Why get health-checked?
Health check recipients have many benefits ranging from performance tuning to capacity planning to reduction in TCO.
Oftentimes, a Couchbase cluster is sized and configured correctly based on data available in the beginning of a deployment, but over time, datasets can grow in size, data access patterns can change and overall workload on the cluster can change making the cluster unhealthy. A cluster in poor health can exhibit one of more of the following symptoms.
- High resource utilization
- Slow response times
- Poor end-use experience
- OOM Killer action
- Frequent failovers
- Lack of resilience
The root causes behind these symptoms get identified and analyzed during a health check. As said earlier, recommendations to address the underlying issues are made for a paid health check service.
Health checks also help cluster owners with preparing for upcoming workload increases that arise during seasonal peaks e.g. around Black Friday or Cyber Monday or during the shopping season ahead of the holidays. Workloads can also increase during new product releases or special offers in the retail space.
Additional benefits include improved resource utilization, reduction in production issues and potential reduction in TCO and compliance with security policies and/or government regulations.
Couchbase CoE experts look at a rich mix of operational data, server logs, workload, sizing and bucket, node, OS and cluster level configurations during a health check. The operational data comprises short and long-term metrics related to client operations, metrics generated by deeper layers of the server software and metrics recorded by the OS such as utilization of IO, memory, network and CPU resources.
In addition, errors and exceptions written in server logs and OS logs get analyzed.
In the basic form, a health check report covers:
- Cluster overview
- Node profiles
- Index definitions (if any)
- Views definitions (if any)
- Issues summary
The comprehensive form adds the following sections to the basic form:
- Detailed information on issues on per node basis
- Recommendations to address those issues
- The customer contacts its Couchbase account team or a Couchbase partner requesting a health check.
- Person(s) receiving the customer’s request, identify the cluster(s) that need checking. They set expectations for what the scope and outcome of the health check is going to be.
- The customer shares as much information as possible about the use case(s), clients, data flows related to the subject cluster.
- The customer collects Couchbase Server logs following the instructions given here and here. Result of this log collection should be generation of a zip file for each Couchbase node. This file is called a cbcollect. It includes environmental information, OS level logs and logs written by various processes that form Couchbase Server. The format or contents of the cbcollect file should not be changed. Doing so will leave it useless.
- The customer uploads cbcollects into Couchbase’s S3 store, usually by using a cURL command syntax like the following.
curl –upload-file fileN.zip S3Target/customerName/clusterName/
fileN.zip = the name of a cbcollect zip file name
S3Target = https://uploads.couchbase.com
customerName = the customer name that is signed up with Couchbase Technical Support
clusterName = a unique name for the Couchbase cluster being health-checked
Note: the / at the end of the curl command is VERY important. Please don’t forget to add it.
- The customer informs its Couchbase Account team or its Couchbase partner after all the cbcollects are successfully uploaded.
- A Couchbase expert takes over at this time and carries out an extensive analysis of the data bundled in the cbcollects. At the end a health check report is generated.
- Have a clear mutual understanding of what the health check will cover and what it will achieve.
- Provide a complete set of cbcollects. Don’t use dated or partial files.

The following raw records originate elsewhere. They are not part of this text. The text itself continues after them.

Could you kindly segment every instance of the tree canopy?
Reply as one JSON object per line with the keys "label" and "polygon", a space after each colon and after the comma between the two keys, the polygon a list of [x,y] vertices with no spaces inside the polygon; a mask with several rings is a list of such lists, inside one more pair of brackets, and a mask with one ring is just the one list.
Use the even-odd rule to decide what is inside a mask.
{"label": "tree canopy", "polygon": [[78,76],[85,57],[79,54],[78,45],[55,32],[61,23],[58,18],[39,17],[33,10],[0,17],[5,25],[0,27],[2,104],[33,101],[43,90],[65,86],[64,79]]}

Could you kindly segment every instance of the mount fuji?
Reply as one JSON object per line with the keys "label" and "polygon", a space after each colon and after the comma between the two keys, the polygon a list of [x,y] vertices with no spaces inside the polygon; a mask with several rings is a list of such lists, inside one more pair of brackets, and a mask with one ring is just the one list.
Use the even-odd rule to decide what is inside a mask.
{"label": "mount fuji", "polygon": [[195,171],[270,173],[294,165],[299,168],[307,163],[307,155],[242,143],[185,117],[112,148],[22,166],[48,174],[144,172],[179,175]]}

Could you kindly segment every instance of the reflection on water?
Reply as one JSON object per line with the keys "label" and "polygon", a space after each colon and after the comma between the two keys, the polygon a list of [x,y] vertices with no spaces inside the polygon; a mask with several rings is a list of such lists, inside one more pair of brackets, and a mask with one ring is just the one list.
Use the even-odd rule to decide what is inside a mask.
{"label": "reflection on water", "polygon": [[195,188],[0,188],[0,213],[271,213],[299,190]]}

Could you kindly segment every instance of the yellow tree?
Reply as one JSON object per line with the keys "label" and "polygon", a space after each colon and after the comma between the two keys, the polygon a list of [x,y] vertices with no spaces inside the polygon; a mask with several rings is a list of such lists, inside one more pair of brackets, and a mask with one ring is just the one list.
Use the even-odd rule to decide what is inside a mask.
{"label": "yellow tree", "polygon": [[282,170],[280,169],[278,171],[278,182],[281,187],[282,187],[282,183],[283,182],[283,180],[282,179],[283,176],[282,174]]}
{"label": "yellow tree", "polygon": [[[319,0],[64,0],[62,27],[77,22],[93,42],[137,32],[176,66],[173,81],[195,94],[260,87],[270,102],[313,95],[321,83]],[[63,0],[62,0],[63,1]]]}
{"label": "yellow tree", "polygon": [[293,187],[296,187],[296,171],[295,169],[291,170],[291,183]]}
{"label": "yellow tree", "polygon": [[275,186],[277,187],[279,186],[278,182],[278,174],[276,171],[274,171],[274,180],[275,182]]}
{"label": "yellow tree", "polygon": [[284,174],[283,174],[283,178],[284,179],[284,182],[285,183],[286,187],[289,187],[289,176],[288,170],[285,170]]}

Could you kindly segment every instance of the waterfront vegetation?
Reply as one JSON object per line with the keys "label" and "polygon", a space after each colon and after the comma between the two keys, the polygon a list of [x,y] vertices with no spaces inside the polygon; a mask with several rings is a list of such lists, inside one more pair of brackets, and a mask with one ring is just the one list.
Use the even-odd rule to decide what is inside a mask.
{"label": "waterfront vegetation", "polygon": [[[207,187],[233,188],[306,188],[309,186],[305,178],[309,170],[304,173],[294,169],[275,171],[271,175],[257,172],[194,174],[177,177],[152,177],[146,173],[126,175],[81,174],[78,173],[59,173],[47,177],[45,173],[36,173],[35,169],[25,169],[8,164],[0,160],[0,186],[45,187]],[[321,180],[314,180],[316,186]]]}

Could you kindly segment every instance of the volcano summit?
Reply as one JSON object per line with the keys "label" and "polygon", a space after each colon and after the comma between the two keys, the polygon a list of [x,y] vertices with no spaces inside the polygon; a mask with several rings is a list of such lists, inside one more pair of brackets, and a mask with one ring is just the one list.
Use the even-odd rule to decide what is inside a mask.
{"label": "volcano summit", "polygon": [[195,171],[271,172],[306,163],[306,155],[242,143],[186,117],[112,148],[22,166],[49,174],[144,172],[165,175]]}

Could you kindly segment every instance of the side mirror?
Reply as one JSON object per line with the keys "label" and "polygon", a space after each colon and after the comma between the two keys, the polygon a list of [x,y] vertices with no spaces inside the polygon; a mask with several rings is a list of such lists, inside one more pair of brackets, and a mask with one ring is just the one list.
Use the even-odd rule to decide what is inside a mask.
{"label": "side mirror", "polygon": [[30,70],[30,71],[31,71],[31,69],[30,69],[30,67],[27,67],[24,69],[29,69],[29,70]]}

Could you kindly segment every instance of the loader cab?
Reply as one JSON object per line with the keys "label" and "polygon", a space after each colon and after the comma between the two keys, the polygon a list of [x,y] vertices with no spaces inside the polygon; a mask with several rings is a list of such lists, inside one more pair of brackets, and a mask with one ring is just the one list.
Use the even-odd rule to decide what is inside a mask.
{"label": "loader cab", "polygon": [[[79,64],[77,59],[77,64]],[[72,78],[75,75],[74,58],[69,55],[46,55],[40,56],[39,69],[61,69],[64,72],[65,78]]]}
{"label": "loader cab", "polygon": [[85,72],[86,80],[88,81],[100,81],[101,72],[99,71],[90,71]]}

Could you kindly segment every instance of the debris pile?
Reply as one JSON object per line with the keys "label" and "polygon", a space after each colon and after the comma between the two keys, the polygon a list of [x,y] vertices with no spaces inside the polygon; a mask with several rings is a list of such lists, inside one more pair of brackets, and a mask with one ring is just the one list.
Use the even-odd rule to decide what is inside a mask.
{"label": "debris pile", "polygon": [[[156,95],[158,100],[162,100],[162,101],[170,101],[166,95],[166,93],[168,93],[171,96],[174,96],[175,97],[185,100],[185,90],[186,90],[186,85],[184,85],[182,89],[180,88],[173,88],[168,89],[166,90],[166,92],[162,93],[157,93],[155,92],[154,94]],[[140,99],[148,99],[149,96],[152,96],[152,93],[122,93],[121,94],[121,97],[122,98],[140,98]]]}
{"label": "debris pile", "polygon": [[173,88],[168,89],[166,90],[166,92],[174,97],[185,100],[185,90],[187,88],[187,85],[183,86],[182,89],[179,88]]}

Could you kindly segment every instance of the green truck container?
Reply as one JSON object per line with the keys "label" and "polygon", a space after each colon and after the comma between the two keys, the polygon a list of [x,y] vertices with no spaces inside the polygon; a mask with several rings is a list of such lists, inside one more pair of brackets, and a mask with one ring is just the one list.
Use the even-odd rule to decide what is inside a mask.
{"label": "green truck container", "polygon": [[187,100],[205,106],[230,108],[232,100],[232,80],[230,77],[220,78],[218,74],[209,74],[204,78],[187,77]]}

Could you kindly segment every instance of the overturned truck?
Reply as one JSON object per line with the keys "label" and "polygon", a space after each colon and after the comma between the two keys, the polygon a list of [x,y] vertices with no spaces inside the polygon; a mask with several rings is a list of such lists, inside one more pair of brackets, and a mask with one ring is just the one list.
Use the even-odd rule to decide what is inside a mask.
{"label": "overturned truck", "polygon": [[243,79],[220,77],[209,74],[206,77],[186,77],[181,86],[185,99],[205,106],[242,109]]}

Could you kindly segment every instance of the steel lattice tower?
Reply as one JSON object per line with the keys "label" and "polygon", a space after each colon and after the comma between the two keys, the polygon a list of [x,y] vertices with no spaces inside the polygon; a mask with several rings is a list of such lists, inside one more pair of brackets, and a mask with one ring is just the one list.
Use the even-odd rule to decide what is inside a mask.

- Sometimes there are issues with S3 when too many cbcollects are uploaded at once or very large cbcollects are uploaded back-to-back. Such issues can result in file rejection or corruption. Slowing down and spacing out of cbcollects is recommended to avoid these issues.

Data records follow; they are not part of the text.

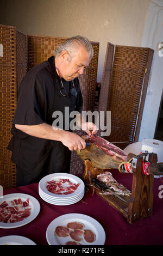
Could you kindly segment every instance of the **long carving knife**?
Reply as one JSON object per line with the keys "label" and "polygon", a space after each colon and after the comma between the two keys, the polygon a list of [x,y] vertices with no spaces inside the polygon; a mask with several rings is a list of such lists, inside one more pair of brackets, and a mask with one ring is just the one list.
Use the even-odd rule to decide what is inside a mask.
{"label": "long carving knife", "polygon": [[106,191],[109,192],[111,193],[112,194],[116,197],[117,198],[119,198],[119,199],[121,200],[122,201],[128,204],[128,202],[126,201],[125,199],[122,198],[121,197],[120,197],[119,195],[116,194],[115,192],[112,191],[108,187],[104,186],[102,182],[101,182],[99,180],[98,180],[97,179],[92,179],[92,181],[95,183],[96,183],[97,185],[98,185],[100,187],[103,188],[103,190],[106,190]]}

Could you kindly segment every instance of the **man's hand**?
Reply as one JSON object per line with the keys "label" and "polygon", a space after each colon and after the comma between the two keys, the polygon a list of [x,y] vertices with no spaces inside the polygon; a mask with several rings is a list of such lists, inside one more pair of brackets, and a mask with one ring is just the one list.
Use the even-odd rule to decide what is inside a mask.
{"label": "man's hand", "polygon": [[92,122],[83,123],[82,129],[88,135],[95,134],[98,131],[98,127]]}
{"label": "man's hand", "polygon": [[61,142],[71,151],[83,149],[86,146],[85,141],[81,137],[66,131],[62,133]]}

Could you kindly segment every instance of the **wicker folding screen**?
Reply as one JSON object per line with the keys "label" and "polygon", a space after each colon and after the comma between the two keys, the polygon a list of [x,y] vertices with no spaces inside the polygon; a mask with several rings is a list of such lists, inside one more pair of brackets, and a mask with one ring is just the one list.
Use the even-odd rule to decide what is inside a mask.
{"label": "wicker folding screen", "polygon": [[[55,48],[66,38],[39,35],[28,35],[28,69],[46,60],[53,54]],[[89,67],[80,76],[79,80],[83,97],[83,111],[93,111],[95,102],[97,82],[99,42],[91,42],[94,56]],[[82,131],[76,131],[82,135]],[[83,162],[76,153],[72,152],[71,159],[70,172],[77,174],[83,171]]]}
{"label": "wicker folding screen", "polygon": [[108,43],[99,109],[111,111],[111,134],[105,138],[123,142],[115,144],[123,149],[138,141],[154,51],[116,46],[110,82],[110,45]]}
{"label": "wicker folding screen", "polygon": [[[22,37],[23,45],[21,41]],[[11,152],[7,148],[11,137],[11,123],[16,107],[17,81],[21,79],[21,68],[18,66],[21,65],[22,59],[17,56],[17,47],[23,51],[26,36],[20,34],[14,27],[0,25],[0,44],[3,45],[0,57],[0,185],[7,189],[16,185],[16,167],[11,161]],[[21,50],[20,45],[22,46]],[[22,73],[24,75],[26,71]]]}

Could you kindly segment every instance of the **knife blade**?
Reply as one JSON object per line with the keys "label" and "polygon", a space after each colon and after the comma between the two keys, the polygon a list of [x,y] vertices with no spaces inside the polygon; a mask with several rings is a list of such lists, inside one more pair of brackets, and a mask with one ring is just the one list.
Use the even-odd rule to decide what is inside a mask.
{"label": "knife blade", "polygon": [[101,182],[99,180],[97,180],[97,179],[92,179],[92,181],[96,184],[98,185],[100,187],[102,188],[104,190],[106,190],[107,191],[111,193],[112,194],[116,197],[117,198],[119,198],[119,199],[122,200],[122,201],[124,202],[127,204],[128,204],[128,202],[126,201],[125,199],[122,198],[121,197],[120,197],[119,195],[116,194],[115,192],[112,191],[108,187],[104,185],[102,182]]}

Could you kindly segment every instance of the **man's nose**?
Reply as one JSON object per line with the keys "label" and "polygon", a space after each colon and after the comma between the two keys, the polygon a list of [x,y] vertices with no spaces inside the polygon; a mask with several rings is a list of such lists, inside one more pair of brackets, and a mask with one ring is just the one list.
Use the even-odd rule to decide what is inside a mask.
{"label": "man's nose", "polygon": [[79,69],[78,70],[78,73],[80,74],[80,75],[82,75],[83,74],[84,70],[84,67],[80,68],[80,69]]}

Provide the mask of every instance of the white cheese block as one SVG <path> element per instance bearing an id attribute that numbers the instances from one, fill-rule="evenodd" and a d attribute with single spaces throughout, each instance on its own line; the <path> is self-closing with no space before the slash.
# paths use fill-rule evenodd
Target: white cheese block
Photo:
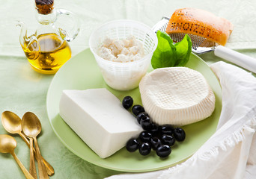
<path id="1" fill-rule="evenodd" d="M 204 77 L 186 67 L 162 68 L 139 84 L 141 101 L 152 121 L 185 125 L 210 116 L 215 96 Z"/>
<path id="2" fill-rule="evenodd" d="M 101 158 L 120 150 L 142 131 L 106 89 L 64 90 L 59 108 L 66 123 Z"/>

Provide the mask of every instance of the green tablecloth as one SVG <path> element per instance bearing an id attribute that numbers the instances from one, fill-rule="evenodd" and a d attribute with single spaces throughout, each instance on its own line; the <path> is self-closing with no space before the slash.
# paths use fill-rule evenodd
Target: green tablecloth
<path id="1" fill-rule="evenodd" d="M 70 151 L 56 137 L 46 115 L 46 97 L 54 75 L 34 72 L 29 66 L 19 43 L 19 29 L 16 20 L 28 25 L 28 33 L 37 26 L 32 0 L 0 0 L 0 112 L 10 110 L 20 117 L 26 111 L 40 119 L 43 132 L 38 138 L 42 155 L 55 169 L 51 178 L 103 178 L 120 173 L 92 165 Z M 168 0 L 58 0 L 56 8 L 76 13 L 82 19 L 81 31 L 70 43 L 73 56 L 88 47 L 91 31 L 103 22 L 129 19 L 152 27 L 162 16 L 171 16 L 177 8 L 197 7 L 228 19 L 234 25 L 227 47 L 256 57 L 256 1 L 168 1 Z M 213 52 L 200 55 L 208 63 L 222 59 Z M 0 134 L 7 134 L 0 125 Z M 15 150 L 24 166 L 29 168 L 29 150 L 18 135 Z M 0 178 L 25 178 L 8 154 L 0 154 Z"/>

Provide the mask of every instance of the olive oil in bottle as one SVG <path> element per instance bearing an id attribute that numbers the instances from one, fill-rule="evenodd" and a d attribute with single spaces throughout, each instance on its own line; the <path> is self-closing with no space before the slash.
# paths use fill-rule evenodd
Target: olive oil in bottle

- Review dataset growth and workload history as part of the health check.
- Review node sizing, bucket sizing and multi-dimensional scaling topology part of the health check.
- Once the report is generated, go over it with the customer before finalizing and sending it to them.
- Get a commitment from the customer for implementing your recommendations against a deadline.
- Follow up to see if recommendations were implemented as discussed.
- Recommend another health check a few weeks or months after recommendations are implemented to see the before and after difference.